Juron national oblige, «Tabarnak» vogue entre confessions et méditations, mais surtout avec autodérision.
Photo: Pedro Ruiz Archives Le Devoir Juron national oblige, «Tabarnak» vogue entre confessions et méditations, mais surtout avec autodérision.

Loin de la cabane de bûcheron où nous avait plongé Timber, la troupe du Cirque Alfonse invite le public à communier à l’autel de notre patrimoine religieux dans Tabarnak, une création plus introspective que les précédentes, qui ne renie en rien l’esprit festif qui fait l’ADN de ce cirque néotrad.

Dix ans après sa naissance, la troupe familiale de Saint-Alphonse-de-Rodriguez puise encore goulûment dans la culture traditionnelle québécoise et revisite avec humour et ironie les icônes et archétypes religieux qui collent à notre imaginaire collectif.

Juron national oblige, ce Tabarnak vogue entre confessions et méditations, mais surtout avec autodérision puisque la fibre polissonne n’a pas quitté d’un poil ce cirque taillé dans le bois brut. Sur la scène surmontée d’un vitrail, parsemée de bancs d’église et d’arches qui évoquent confessionnal ou autel, c’est le groupe électro-trad qui donne tout du long le ton à cette grand-messe offerte sur fond de rigodons, de chants de messe et de reel endiablés.

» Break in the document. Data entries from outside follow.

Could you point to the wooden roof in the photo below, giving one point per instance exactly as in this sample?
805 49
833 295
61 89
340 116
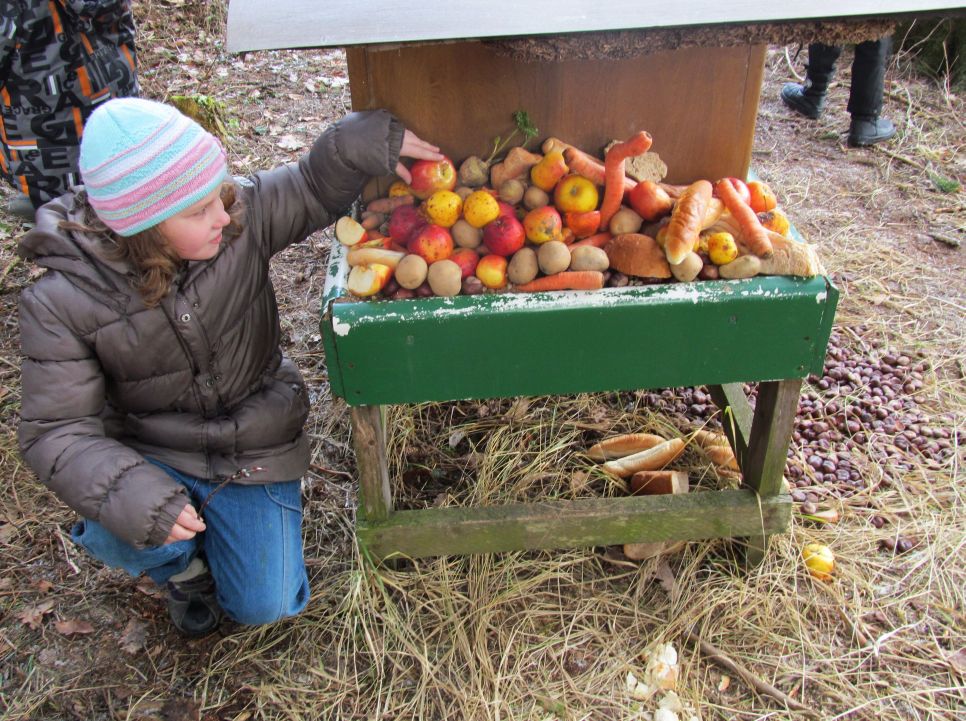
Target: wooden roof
272 24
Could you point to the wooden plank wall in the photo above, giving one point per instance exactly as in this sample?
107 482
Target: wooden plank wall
699 104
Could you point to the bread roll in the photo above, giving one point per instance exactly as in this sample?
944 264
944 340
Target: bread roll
639 255
623 445
652 459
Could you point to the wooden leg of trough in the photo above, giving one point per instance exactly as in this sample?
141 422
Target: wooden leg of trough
760 438
369 442
653 483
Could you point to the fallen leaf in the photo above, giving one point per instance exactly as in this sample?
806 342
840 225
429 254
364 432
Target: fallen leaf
134 636
666 576
290 142
33 615
70 627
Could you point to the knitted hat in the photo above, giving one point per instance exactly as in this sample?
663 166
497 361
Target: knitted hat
143 162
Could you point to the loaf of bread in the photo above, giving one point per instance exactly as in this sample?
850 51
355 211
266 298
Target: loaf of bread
638 255
623 445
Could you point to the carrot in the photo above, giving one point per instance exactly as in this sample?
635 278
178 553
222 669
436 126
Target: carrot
565 280
753 233
598 241
614 173
387 205
685 224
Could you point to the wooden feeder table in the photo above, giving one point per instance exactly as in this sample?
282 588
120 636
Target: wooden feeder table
700 105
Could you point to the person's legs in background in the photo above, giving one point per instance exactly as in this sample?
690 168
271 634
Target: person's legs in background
865 97
809 98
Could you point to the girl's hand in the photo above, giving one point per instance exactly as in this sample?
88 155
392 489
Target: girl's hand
185 526
415 147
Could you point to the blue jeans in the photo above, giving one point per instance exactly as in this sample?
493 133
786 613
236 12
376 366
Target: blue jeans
252 543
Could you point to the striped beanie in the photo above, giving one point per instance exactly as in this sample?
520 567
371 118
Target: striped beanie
142 162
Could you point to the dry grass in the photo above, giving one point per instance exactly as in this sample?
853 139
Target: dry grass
549 635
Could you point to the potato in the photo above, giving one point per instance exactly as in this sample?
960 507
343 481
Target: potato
445 278
688 269
411 271
625 220
511 191
588 257
522 267
465 235
744 266
553 257
535 197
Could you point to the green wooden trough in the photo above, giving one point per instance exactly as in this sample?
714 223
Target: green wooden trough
772 331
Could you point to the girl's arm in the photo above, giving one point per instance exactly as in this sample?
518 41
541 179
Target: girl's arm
62 435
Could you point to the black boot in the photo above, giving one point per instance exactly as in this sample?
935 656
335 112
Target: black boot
192 605
809 98
868 131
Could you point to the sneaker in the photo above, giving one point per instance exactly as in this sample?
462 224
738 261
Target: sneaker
21 207
192 604
803 99
868 131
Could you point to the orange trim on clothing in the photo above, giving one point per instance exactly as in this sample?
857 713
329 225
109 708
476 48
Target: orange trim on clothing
128 56
55 16
85 82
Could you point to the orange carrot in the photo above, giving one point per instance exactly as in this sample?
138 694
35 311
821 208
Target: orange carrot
753 234
387 205
614 173
590 167
565 280
598 241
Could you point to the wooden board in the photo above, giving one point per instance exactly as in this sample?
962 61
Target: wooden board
699 104
259 25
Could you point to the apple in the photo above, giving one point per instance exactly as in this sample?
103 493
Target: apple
404 222
368 279
741 188
505 235
575 194
467 259
762 197
432 175
551 168
583 225
543 224
431 243
650 200
491 270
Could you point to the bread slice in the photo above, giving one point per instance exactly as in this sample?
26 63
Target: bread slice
638 255
623 445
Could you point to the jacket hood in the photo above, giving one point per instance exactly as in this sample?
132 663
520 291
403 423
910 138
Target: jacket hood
72 252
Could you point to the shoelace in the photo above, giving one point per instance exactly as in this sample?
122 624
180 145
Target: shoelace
225 480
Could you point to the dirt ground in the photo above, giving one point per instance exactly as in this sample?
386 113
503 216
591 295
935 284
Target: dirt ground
78 641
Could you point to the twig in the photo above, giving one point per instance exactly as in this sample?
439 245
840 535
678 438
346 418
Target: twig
719 657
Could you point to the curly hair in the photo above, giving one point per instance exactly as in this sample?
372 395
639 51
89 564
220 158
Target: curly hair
155 263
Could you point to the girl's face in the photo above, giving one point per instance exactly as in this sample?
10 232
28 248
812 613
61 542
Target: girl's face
195 232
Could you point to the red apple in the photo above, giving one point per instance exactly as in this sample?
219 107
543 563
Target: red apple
650 200
466 259
404 222
491 270
742 189
431 243
505 235
432 175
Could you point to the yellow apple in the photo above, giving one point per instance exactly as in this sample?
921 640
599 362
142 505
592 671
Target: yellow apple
575 194
551 168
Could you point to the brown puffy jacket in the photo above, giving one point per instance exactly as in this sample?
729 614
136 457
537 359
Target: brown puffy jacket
198 382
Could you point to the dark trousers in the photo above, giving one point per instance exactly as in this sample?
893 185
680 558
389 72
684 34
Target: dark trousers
868 73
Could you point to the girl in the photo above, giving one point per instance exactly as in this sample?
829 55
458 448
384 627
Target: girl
154 385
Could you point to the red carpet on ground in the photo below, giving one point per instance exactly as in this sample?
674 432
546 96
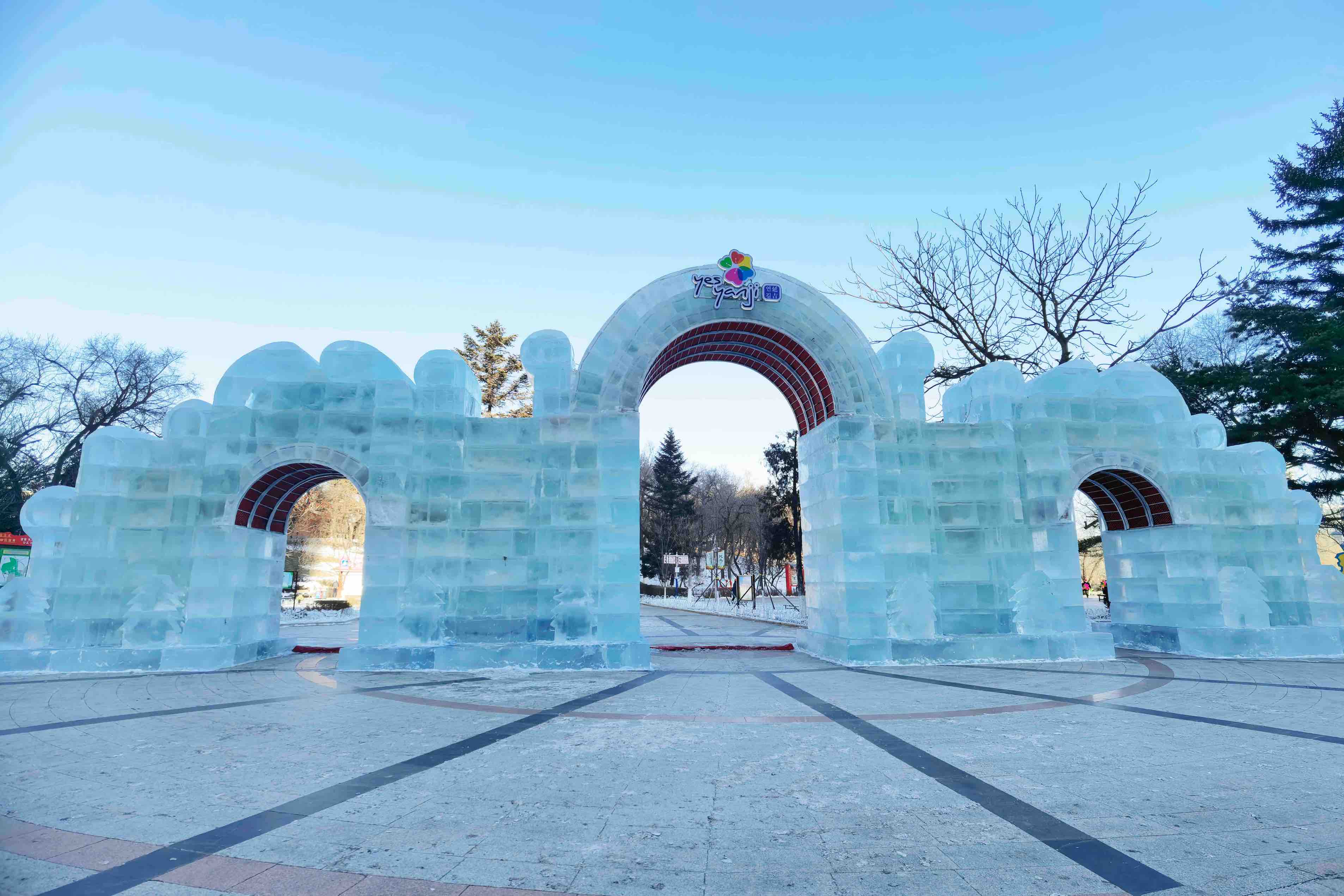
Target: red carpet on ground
723 647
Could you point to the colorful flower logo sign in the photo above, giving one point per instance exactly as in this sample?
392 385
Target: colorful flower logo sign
736 282
737 268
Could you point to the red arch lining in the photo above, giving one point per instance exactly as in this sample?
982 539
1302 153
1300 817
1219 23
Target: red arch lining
1127 500
268 503
766 351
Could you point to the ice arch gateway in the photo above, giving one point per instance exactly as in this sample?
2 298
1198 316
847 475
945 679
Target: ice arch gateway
515 542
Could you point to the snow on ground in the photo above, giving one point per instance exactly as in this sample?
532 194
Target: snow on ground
1097 612
722 608
310 617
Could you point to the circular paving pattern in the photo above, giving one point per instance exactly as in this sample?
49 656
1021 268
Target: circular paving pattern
717 773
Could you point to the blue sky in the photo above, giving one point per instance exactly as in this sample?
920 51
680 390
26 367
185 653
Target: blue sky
217 176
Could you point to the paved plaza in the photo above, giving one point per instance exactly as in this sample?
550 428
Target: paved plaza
725 772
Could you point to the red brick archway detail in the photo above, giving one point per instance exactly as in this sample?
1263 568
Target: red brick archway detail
268 503
761 348
1127 500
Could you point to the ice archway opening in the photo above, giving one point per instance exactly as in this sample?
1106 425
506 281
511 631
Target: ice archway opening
324 543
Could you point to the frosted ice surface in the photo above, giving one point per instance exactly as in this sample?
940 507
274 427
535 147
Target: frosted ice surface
910 610
1244 598
1037 608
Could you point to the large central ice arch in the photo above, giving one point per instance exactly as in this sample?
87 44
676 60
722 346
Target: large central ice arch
814 354
515 541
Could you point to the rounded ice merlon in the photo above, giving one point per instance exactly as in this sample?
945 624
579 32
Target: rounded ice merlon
272 363
549 359
445 383
351 362
187 420
1072 379
48 508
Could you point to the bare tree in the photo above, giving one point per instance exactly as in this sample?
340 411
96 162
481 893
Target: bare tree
1023 287
107 382
53 398
28 394
327 531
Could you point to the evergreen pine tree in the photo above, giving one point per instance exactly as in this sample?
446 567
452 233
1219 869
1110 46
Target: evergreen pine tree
506 389
671 506
783 504
1294 385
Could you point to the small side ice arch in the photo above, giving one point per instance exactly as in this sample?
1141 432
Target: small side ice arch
799 340
1127 500
268 501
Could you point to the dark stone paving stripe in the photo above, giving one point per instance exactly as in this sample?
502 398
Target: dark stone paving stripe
1091 702
206 707
678 627
1105 861
185 852
1131 675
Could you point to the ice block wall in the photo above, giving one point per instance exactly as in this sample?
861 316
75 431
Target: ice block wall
515 542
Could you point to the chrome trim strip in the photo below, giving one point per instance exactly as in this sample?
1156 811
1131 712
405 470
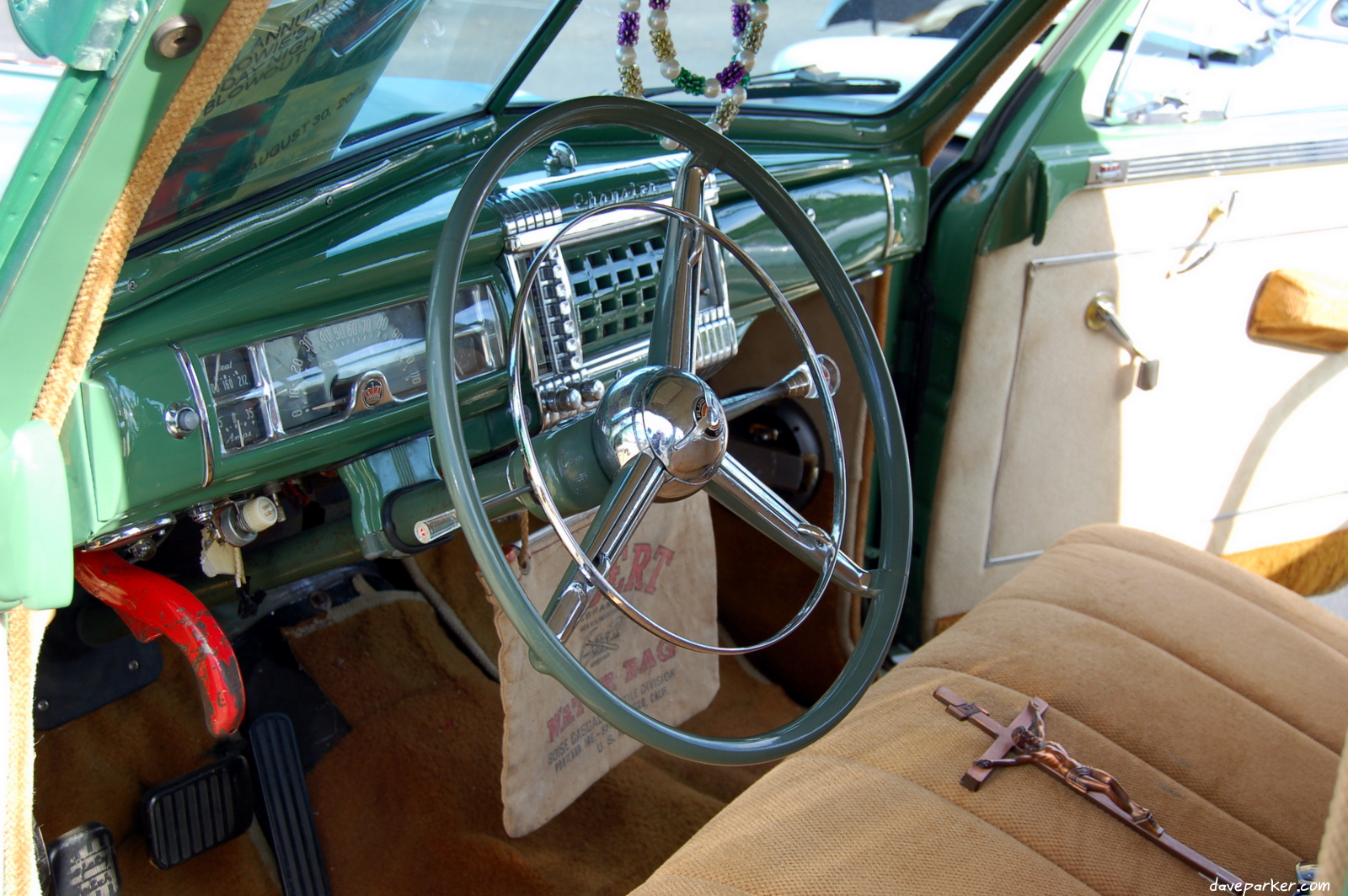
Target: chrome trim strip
1110 170
1011 558
130 532
208 445
441 525
890 224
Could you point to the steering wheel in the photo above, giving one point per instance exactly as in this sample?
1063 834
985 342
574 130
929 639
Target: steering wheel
661 433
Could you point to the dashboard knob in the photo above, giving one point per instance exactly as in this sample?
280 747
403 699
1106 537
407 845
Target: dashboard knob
592 391
259 514
181 421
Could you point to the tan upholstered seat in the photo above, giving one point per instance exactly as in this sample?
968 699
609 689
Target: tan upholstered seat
1215 696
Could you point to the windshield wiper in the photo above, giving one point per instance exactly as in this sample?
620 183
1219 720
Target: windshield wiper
808 83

La troupe multiplie les clins d’oeil à nos deux religions nationales, levant du coup son chapeau à la Sainte Flanelle, lors de numéros de groupe en patins à roulettes, de gigues et de danses carrées. Comme dans Timber, la troupe exploite encore à souhait la chanson à répondre et la podorythmie, agréablement enrobées de rock et de folk.

La première partie donne lieu à plusieurs tableaux aériens, inspirés par le balancier de la corde du bedeau sonneur de cloches, ainsi qu’à l’envolée symbolique aux sangles aériennes d’un artiste aux allures de Christ crucifié. La famille Carabinier-Lépine s’est adjoint le concours de deux artistes, fort habiles d’ailleurs dans les numéros de main à main, d’équilibre et de barre russe qui s’enfilent les uns après les autres, toujours tricotés avec ce même fil conducteur.

Ce vocabulaire sacré est aussi exploité de brillante façon dans un numéro d’adresse en groupe où les artistes font tourbillonner au-dessus de leurs têtes des encensoirs de messe comme des diabolos. La troupe désacralise les rites, notamment avec des ablutions à l’eau bénite, une poignée de Notre Père revisités et un prêtre qui monte en chaire pour réciter l’horoscope.

La fable folklo-religieuse ne se prive pas non plus de quelques jolies allusions à d’autres religions, notamment quand les artistes se drapent de longues capes de laine crochetées pour jouer les derviches tourneurs. En fin de spectacle, ce Tabarnak, rarement performatif au début, exulte dans des numéros de mâts chinois, de perches portées sur l’épaule et de balançoire russe, nettement plus acrobatiques. C’est dans ses numéros d’hommes forts, livrés à mains nues et sans artifices, que la troupe excelle.

Après Timber, plus musclé et physique avec ses haches et ses bûches qui volaient en tous sens, ou Barbus, cabaret décalé dopé à la testostérone et l’autodérision, Tabarnak joue plutôt la carte de la grande fête de famille, non sans déboulonner au passage quelques mythes sacrés.

Avec moins de sueurs et de sensations fortes, la troupe, qui prend de l’âge, parvient malgré tout à se réinventer dans cette prestation un peu moins explosive, mais plus incarnée, livrée avec finesse et esprit.

Tabarnak

De Cirque Alfonse. À la Tohu jusqu’au 11 juillet.

1 commentaire
  • Anne-Marie Cornellier - Abonnée 8 juillet 2017 11 h 06

    Manque de délicatesse.

    Même si j'aime les arts du cirque je n'irai pas voir ce spectacle. Pourquoi utilisé un mot sacré pour parler d'un spectacle de divertissement? Si pour les membres du cirque Alfonse la religion c'est dépassé , il y a d'autres personnes pour qui c'est importants ,un peu de respect SVP. En terminant ,si le but est de provoquer se dire croyant est beaucoup plus subversif de nos jours que de ridiculiser la religion. À bon entendeur ,salut.